Foto: Istimewa

Yogyakarta, Aktual.com – Economist Intelligence Unit (EIU) menyebutkan bahwa DKI Jakarta menjadi kota paling rawan se-Asia mengalahkan sejumlah wilayah lain seperti Teheran (Iran), Ho Chi Minh City (Vietnam), Mumbai dan Delhi (India) serta Beijing (China).

“Wajar jika dikatakan Jakarta sebagai kota (paling) tidak aman.
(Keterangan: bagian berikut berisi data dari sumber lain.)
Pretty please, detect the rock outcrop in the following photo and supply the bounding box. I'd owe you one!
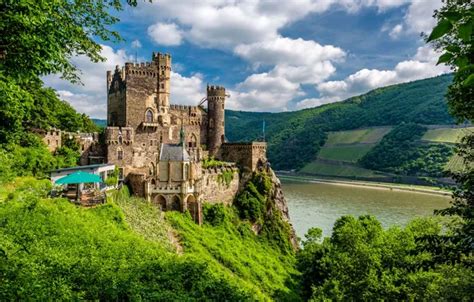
[267,168,299,250]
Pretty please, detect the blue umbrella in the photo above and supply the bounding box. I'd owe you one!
[56,171,102,184]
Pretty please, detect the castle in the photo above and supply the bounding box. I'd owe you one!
[102,52,267,222]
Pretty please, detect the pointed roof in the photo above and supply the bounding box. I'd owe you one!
[159,143,190,161]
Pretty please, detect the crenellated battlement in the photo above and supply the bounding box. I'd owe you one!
[207,85,226,97]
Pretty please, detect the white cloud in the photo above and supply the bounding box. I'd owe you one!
[43,45,131,118]
[170,71,204,105]
[230,36,345,110]
[148,22,183,46]
[136,0,410,50]
[389,24,403,38]
[385,0,442,38]
[311,45,450,107]
[131,39,142,48]
[404,0,442,34]
[226,71,304,111]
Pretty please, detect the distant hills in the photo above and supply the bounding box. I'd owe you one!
[226,74,456,171]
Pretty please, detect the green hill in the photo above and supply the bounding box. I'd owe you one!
[226,74,455,170]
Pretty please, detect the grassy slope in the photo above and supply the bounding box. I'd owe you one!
[422,127,474,143]
[1,179,298,300]
[318,145,375,162]
[301,124,472,179]
[325,127,392,146]
[166,211,300,301]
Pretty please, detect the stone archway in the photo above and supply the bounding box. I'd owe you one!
[153,194,167,211]
[186,195,199,222]
[171,195,181,211]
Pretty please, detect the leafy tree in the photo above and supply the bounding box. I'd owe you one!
[427,0,474,259]
[297,215,473,301]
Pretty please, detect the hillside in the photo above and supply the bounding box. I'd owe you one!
[0,173,299,300]
[300,125,473,184]
[226,74,454,170]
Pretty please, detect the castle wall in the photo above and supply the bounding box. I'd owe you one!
[42,129,61,152]
[128,173,146,196]
[199,167,239,205]
[219,142,267,172]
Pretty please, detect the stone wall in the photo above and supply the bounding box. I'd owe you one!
[128,173,146,196]
[219,142,267,172]
[199,167,239,205]
[42,129,61,152]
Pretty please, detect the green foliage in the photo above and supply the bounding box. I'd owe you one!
[359,123,454,177]
[428,1,473,122]
[234,172,294,254]
[0,179,251,301]
[217,170,234,187]
[226,75,455,170]
[166,208,300,300]
[202,203,228,226]
[427,1,474,262]
[235,180,266,223]
[297,215,474,301]
[202,156,227,168]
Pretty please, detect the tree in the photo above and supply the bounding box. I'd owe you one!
[427,0,473,258]
[297,216,473,301]
[1,0,146,83]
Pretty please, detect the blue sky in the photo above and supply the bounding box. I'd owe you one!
[44,0,449,119]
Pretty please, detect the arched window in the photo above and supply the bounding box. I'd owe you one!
[145,109,154,123]
[118,135,123,144]
[171,196,181,211]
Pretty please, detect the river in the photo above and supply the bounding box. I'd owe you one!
[281,179,451,239]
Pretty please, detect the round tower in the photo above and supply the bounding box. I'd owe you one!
[207,85,226,156]
[153,52,172,126]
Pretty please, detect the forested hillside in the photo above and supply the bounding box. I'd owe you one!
[226,74,455,170]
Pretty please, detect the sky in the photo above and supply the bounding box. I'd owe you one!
[43,0,451,119]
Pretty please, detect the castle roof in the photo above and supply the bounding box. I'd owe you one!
[159,143,190,161]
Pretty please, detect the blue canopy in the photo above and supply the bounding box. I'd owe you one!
[56,171,102,184]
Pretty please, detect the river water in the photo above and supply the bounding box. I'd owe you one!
[281,179,451,239]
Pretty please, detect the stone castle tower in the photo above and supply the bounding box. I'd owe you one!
[206,85,226,156]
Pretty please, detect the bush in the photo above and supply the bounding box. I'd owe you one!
[202,203,227,226]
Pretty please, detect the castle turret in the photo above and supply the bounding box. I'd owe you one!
[153,52,172,126]
[207,85,226,156]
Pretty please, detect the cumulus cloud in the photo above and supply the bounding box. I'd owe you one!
[136,0,410,50]
[43,45,130,118]
[385,0,442,38]
[230,36,345,110]
[170,71,204,105]
[148,22,184,46]
[295,45,451,109]
[227,72,303,111]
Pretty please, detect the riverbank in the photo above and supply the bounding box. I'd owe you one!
[278,173,453,197]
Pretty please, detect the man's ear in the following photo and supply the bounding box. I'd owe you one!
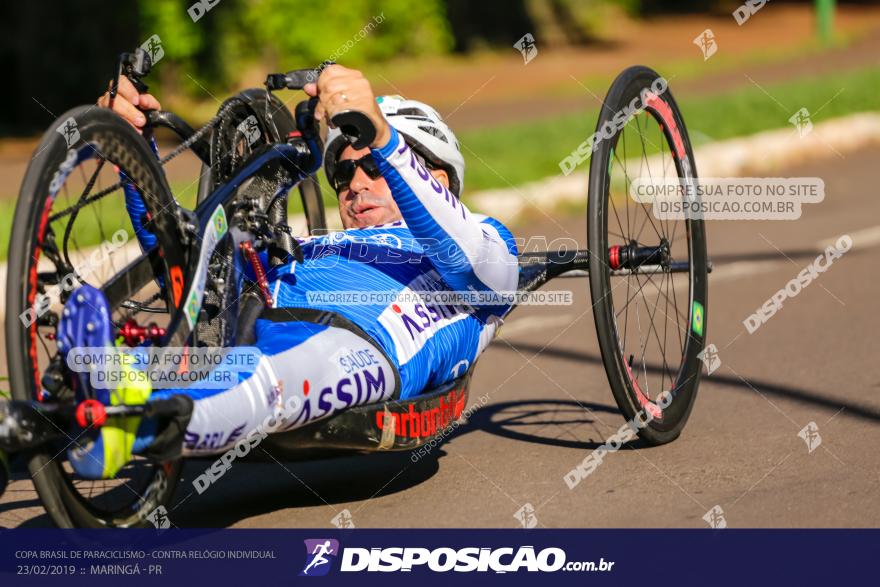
[430,168,449,189]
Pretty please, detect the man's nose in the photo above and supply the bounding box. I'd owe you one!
[349,165,375,194]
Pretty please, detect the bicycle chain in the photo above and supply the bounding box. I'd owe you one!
[49,98,248,223]
[157,97,246,167]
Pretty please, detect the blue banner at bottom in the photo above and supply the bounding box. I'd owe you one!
[1,529,876,586]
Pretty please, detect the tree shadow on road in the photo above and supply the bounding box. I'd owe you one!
[497,342,880,424]
[171,448,441,528]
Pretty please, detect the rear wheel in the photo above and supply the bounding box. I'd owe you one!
[197,89,327,233]
[588,66,708,445]
[5,106,183,527]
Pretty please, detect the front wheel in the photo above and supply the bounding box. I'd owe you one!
[588,66,708,445]
[6,106,183,527]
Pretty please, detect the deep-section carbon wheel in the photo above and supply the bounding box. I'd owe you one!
[588,66,708,445]
[6,106,182,526]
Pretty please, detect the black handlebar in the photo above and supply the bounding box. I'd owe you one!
[265,62,377,149]
[265,68,321,91]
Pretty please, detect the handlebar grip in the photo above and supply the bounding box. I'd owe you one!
[331,110,376,149]
[265,61,335,91]
[265,67,324,91]
[282,68,321,90]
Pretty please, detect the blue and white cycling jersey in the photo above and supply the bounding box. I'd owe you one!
[139,125,519,455]
[259,125,520,399]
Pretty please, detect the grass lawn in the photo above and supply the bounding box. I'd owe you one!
[459,65,880,193]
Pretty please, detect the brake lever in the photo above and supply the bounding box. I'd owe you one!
[111,48,152,105]
[294,97,321,141]
[110,48,158,150]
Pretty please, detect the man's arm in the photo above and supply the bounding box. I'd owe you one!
[371,125,519,298]
[303,65,518,299]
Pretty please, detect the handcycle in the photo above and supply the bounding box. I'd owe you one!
[1,48,709,527]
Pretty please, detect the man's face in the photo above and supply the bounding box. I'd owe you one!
[335,145,403,229]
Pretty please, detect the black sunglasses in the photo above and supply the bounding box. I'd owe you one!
[332,154,382,193]
[332,152,436,194]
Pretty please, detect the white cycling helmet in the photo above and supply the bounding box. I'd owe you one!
[324,95,465,197]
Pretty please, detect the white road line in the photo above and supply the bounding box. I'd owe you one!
[818,225,880,250]
[709,260,782,282]
[498,314,577,338]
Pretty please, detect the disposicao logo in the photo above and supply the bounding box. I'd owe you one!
[300,539,340,576]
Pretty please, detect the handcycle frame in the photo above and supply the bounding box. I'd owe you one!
[1,56,705,508]
[1,103,687,461]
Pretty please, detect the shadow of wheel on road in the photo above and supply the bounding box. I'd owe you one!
[444,399,642,451]
[170,399,643,527]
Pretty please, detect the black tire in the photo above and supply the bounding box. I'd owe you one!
[588,66,708,445]
[196,89,327,234]
[5,105,183,527]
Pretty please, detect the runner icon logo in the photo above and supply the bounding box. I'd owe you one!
[300,539,340,577]
[145,505,171,529]
[514,33,538,64]
[789,107,813,138]
[697,343,721,375]
[56,117,80,148]
[693,29,718,60]
[514,503,538,528]
[703,505,727,529]
[331,509,356,529]
[798,421,822,454]
[140,34,164,65]
[237,115,262,146]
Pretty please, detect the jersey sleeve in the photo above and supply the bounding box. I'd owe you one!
[371,126,519,303]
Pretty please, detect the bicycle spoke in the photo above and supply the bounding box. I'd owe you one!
[635,272,673,392]
[605,89,702,414]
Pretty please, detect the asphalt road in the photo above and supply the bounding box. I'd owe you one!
[2,147,878,529]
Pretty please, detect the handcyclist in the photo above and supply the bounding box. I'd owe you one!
[58,65,519,479]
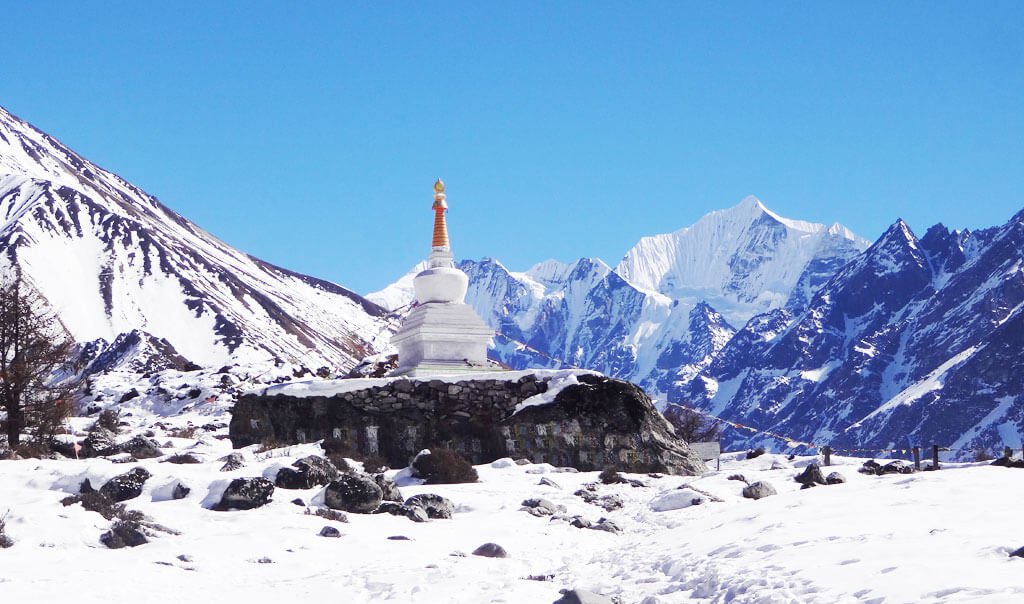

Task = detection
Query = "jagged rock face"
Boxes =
[368,198,866,399]
[0,105,390,372]
[682,210,1024,459]
[229,373,707,475]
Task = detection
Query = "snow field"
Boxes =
[2,412,1023,604]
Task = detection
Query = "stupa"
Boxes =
[390,179,500,377]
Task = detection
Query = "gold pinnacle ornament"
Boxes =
[431,178,450,249]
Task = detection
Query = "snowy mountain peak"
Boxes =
[0,104,390,371]
[615,197,869,326]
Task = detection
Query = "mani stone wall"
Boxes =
[229,372,707,475]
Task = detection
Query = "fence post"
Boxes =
[822,446,832,466]
[912,446,920,470]
[932,444,940,470]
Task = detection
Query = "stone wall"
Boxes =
[229,373,706,475]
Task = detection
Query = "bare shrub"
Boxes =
[361,455,388,474]
[167,426,198,439]
[0,510,13,548]
[664,405,721,443]
[599,467,626,484]
[411,448,478,484]
[94,409,121,433]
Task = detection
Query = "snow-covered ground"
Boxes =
[1,405,1022,603]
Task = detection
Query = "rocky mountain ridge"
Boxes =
[0,105,392,374]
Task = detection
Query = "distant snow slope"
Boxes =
[370,198,867,399]
[0,105,391,371]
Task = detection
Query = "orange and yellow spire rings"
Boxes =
[431,178,450,249]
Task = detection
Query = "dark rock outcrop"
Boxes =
[100,467,152,502]
[323,474,382,514]
[100,521,148,549]
[275,455,340,490]
[795,463,827,487]
[230,373,706,475]
[213,478,274,511]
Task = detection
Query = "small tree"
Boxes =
[0,278,75,451]
[664,405,721,443]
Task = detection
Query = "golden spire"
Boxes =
[431,178,449,249]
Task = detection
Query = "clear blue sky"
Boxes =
[2,1,1022,294]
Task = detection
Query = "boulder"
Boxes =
[472,542,508,558]
[746,447,766,460]
[859,460,882,475]
[880,461,915,475]
[81,428,118,457]
[100,521,148,549]
[742,481,777,500]
[324,474,383,514]
[406,506,429,523]
[553,589,616,604]
[405,493,454,519]
[596,494,623,512]
[172,483,191,500]
[826,472,846,485]
[1010,546,1024,558]
[538,477,561,489]
[590,519,622,534]
[275,455,340,489]
[213,477,274,511]
[117,436,163,460]
[794,463,827,487]
[521,498,565,517]
[649,488,710,512]
[100,467,152,502]
[318,526,341,538]
[373,473,403,502]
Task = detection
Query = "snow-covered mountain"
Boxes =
[0,105,392,373]
[369,198,868,398]
[682,210,1024,458]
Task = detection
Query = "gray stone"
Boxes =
[324,474,383,514]
[405,493,454,519]
[553,589,616,604]
[318,526,341,538]
[742,481,778,500]
[539,477,561,489]
[406,506,429,523]
[471,542,508,558]
[521,497,564,516]
[117,436,163,459]
[795,463,827,486]
[590,519,622,534]
[826,472,846,485]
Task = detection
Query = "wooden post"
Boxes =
[932,444,940,470]
[1005,446,1014,460]
[912,446,920,470]
[822,446,832,466]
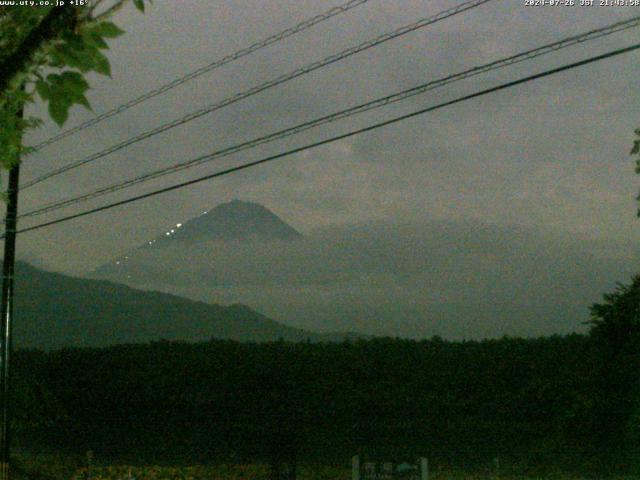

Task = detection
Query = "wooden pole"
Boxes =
[352,455,360,480]
[420,457,428,480]
[0,162,20,480]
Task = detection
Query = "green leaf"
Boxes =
[133,0,145,12]
[35,79,51,100]
[59,71,89,91]
[90,50,111,77]
[49,99,69,126]
[59,31,85,51]
[50,43,95,73]
[41,71,92,124]
[91,21,125,38]
[76,94,92,111]
[86,31,109,50]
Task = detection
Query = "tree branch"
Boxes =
[0,7,77,94]
[93,0,128,21]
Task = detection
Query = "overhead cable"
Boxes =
[11,42,640,237]
[29,0,372,152]
[21,0,495,189]
[19,14,640,219]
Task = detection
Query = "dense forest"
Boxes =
[10,272,640,476]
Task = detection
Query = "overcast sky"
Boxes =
[11,0,640,336]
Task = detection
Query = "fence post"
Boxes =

Di Indonesia setidaknya ada empat kota yang rawan kriminal yakni Jakarta, Medan, Makassar dan Surabaya,” ujar Ketua Presidium Indonesia Police Watch (IPW) Neta S Pane, Kamis (2/3).

Meski bukan hal baru, Neta menganggap hasil kajian Divisi Riset dan Analisis The Economist Group ini patut dicermati, karena menjadi tantangan bagi pemerintah maupun Kepolisian Republik Indonesia.

Predikat yang disematkan pada Jakarta bisa berdampak luas secara nasional, investor asing bakal berpikir ulang menanamkan modal dan wisatawan mancanegara akan takut berpelesir karena menganggap Ibukota Indonesia tidak kondusif.

“Pertama pemerintah harus menekankan kepada Polri agar benar-benar bisa menjaga keamanan Jakarta dan menekan angka kejahatan serta tidak ada lagi orang asing jadi korban kejahatan apalagi korban pembunuhan,” paparnya.

Termasuk kejahatan di ranah digital atau internet melalui media sosial yang kian menonjol, sehingga tidak mengherankan bagi Neta bila beberapa waktu lalu polisi menangkap sejumlah orang asing yang melakukan penipuan lewat IT.

Penangkapan tersebut menunjukkan bahwa orang asing melihat Indonesia dan Jakarta sebagai lahan potensial ajang penipuan lewat cyber, banyak orang asing berbondong ke Jakarta hanya untuk melakukan praktik penipuan.

“Diharapkan direktorat (Cybercrime Mabes Polri) bisa segera berlari kencang dalam melakukan deteksi dan antisipasi dini agar kejahatan cyber terutama yang dilakukan orang asing di Jakarta bisa dikendalikan,” ucapnya.

Diketahui, EIU menyebut Jakarta menjadi kota paling tidak aman se-Asia dengan skor keamanan sebesar 53,7. Dalam skala 100, ibu kota Indonesia ini mendapat skor terendah yakni 48,5 dalam keamanan digital dan 59,2 untuk keamanan pribadi.

Bukan hanya kejahatan berat atau kejahatan umum yang mengancam nyawa, tapi juga mencakup kejahatan dan keamanan digital yang mengukur seberapa besar kemungkinan seseorang jadi korban pelanggaran privasi atau penipuan berbasis internet.